1ヶ月程前だろうか? 田坂広志さんが運営されている「社会起業家フォーラム」主催によるトークイベントに参加した際に、「国をつくるという仕事」という本を購入した。

そのイベントのゲストである元世界銀行副総裁の「西水美恵子」さんの著書である。

彼女が世銀の職員として、23年間に渡り、貧困の撲滅のために戦い続けた日々を綴ったもので、決して難しい内容ではないが、あまりに「重厚」であり、文章を読むのが遅い僕には、読むのに根気がいる本である。
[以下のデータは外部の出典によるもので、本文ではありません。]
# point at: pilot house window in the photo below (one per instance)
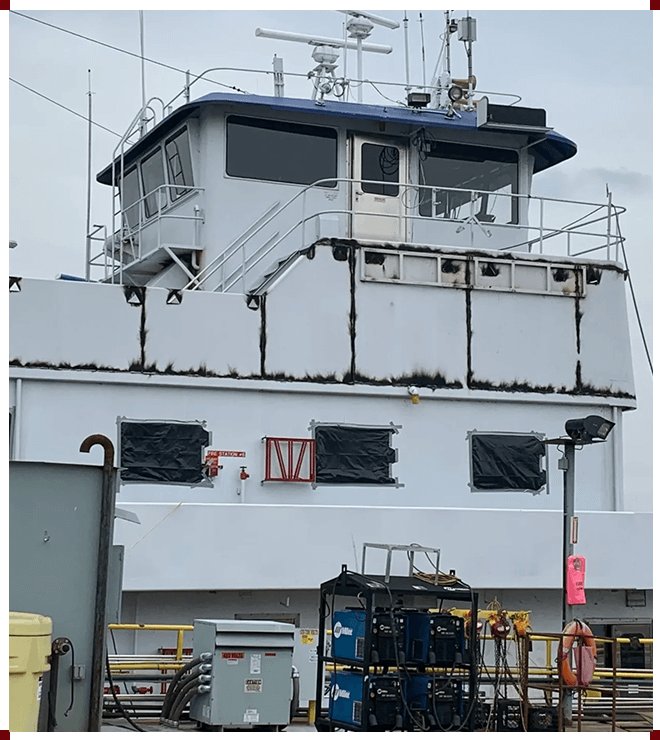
(467, 168)
(281, 152)
(380, 164)
(153, 176)
(179, 166)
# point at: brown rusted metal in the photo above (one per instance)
(105, 543)
(100, 439)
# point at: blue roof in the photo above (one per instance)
(552, 149)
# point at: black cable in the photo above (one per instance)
(632, 293)
(73, 662)
(50, 100)
(174, 684)
(123, 51)
(116, 698)
(184, 698)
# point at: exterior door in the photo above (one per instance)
(379, 167)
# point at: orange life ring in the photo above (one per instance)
(585, 654)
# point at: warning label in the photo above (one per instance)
(307, 637)
(253, 685)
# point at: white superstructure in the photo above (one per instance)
(377, 284)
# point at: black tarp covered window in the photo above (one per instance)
(359, 455)
(506, 462)
(162, 452)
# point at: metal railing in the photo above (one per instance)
(608, 240)
(129, 240)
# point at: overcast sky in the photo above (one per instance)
(592, 72)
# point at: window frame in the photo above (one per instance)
(154, 193)
(515, 210)
(173, 198)
(205, 481)
(132, 168)
(331, 181)
(391, 428)
(543, 469)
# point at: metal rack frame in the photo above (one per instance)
(399, 590)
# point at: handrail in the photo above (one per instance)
(576, 227)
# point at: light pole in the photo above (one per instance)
(590, 430)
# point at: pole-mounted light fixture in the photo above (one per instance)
(588, 430)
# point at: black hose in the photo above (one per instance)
(173, 687)
(120, 706)
(183, 700)
(183, 686)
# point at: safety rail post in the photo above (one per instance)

彼女が今までに会った中で最も優れたリーダーだと絶賛する「ブータン国王」が、彼女の表敬訪問を受けて政治改革の話をする前に、その前置きとして「人の世に不変なものは変化のみ」と言ったという。

とても考えさせられる言葉である。

ところで、「西水美恵子」さんは世銀での仕事に就く前、米国プリンストン大学で経済学を教えていたらしいが、あることがきっかけとなり、政治の腐敗と貧困に苦しむ発展途上国に赴き、お世辞にも衛生とは言えない民家にホームステイし、どうすれば、その国が貧困から抜け出すことができるか?を草の根から考え実践する世界銀行職員に転じた方である。

僕は、彼女と田坂さんのトークイベントに参加するまで、西水さんのことは存じ上げなかったが、その眼光から、並々ならぬ胆力の持ち主だということが伝わってきた。
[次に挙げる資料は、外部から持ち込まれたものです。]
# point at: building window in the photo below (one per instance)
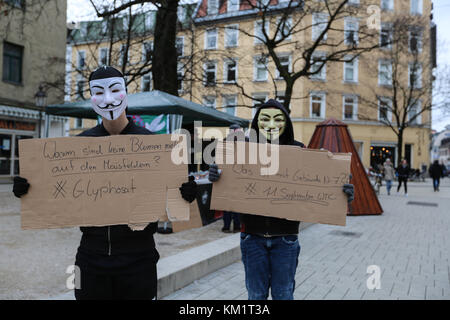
(415, 75)
(179, 44)
(181, 13)
(231, 36)
(387, 5)
(12, 62)
(16, 3)
(351, 27)
(211, 39)
(259, 33)
(319, 25)
(80, 89)
(280, 97)
(78, 123)
(147, 51)
(350, 107)
(209, 101)
(317, 60)
(285, 61)
(386, 36)
(103, 58)
(351, 70)
(233, 5)
(260, 69)
(81, 61)
(149, 22)
(353, 2)
(180, 77)
(258, 99)
(210, 74)
(284, 29)
(229, 104)
(385, 72)
(105, 26)
(413, 117)
(416, 6)
(122, 53)
(230, 71)
(146, 82)
(415, 40)
(384, 109)
(317, 105)
(213, 6)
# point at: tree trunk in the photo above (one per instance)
(288, 95)
(164, 66)
(399, 147)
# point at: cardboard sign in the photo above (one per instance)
(98, 181)
(306, 187)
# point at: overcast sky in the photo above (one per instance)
(78, 10)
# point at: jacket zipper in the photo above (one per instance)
(109, 241)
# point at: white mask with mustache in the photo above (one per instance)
(108, 97)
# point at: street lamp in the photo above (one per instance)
(41, 100)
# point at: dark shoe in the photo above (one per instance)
(226, 230)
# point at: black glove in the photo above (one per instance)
(189, 190)
(349, 190)
(20, 186)
(214, 173)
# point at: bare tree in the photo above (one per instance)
(402, 90)
(164, 55)
(333, 28)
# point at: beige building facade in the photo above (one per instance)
(223, 65)
(32, 54)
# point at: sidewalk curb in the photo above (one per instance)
(180, 270)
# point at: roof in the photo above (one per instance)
(155, 103)
(333, 135)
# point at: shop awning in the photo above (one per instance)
(154, 103)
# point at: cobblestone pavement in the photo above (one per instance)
(408, 243)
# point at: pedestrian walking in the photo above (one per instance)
(236, 132)
(403, 174)
(436, 173)
(389, 174)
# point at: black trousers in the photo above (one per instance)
(134, 286)
(404, 180)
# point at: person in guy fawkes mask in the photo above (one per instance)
(115, 262)
(269, 245)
心ある人なら誰しも、貧困のない世界であって欲しいと思うだろうが、世界で最も裕福な国の尚かつ知的な職業を捨て、衛生環境劣悪極まりない国々での仕事に飛び込むというのは、そうそう出来ることではない。

そういう意味では、僕は極めて「俗人」であり「煩悩の塊」である。

でも、その「煩悩の塊である俗人」にも、出来ることがあると思っている。

まずは、自分の家族のため、そして、僕が接点のある人達に少しでも役に立つように。

大きなことを考える前に、まずは、そこからである。

追伸:ソフトブレーン創業者の宋文洲さんが4日前、~「大きな」話の虚無~というタイトルのメルマガを書いてた。以下は、その号の最後のパラグラフである。

「日本に貢献したいならば日本に頼らない人間になることです。その時、GDP1.5倍の国債は初めて減少に向かいます。世界に貢献したいならば異なる価値観に寛容になることです。その時、世界はより戦争から遠ざかります」。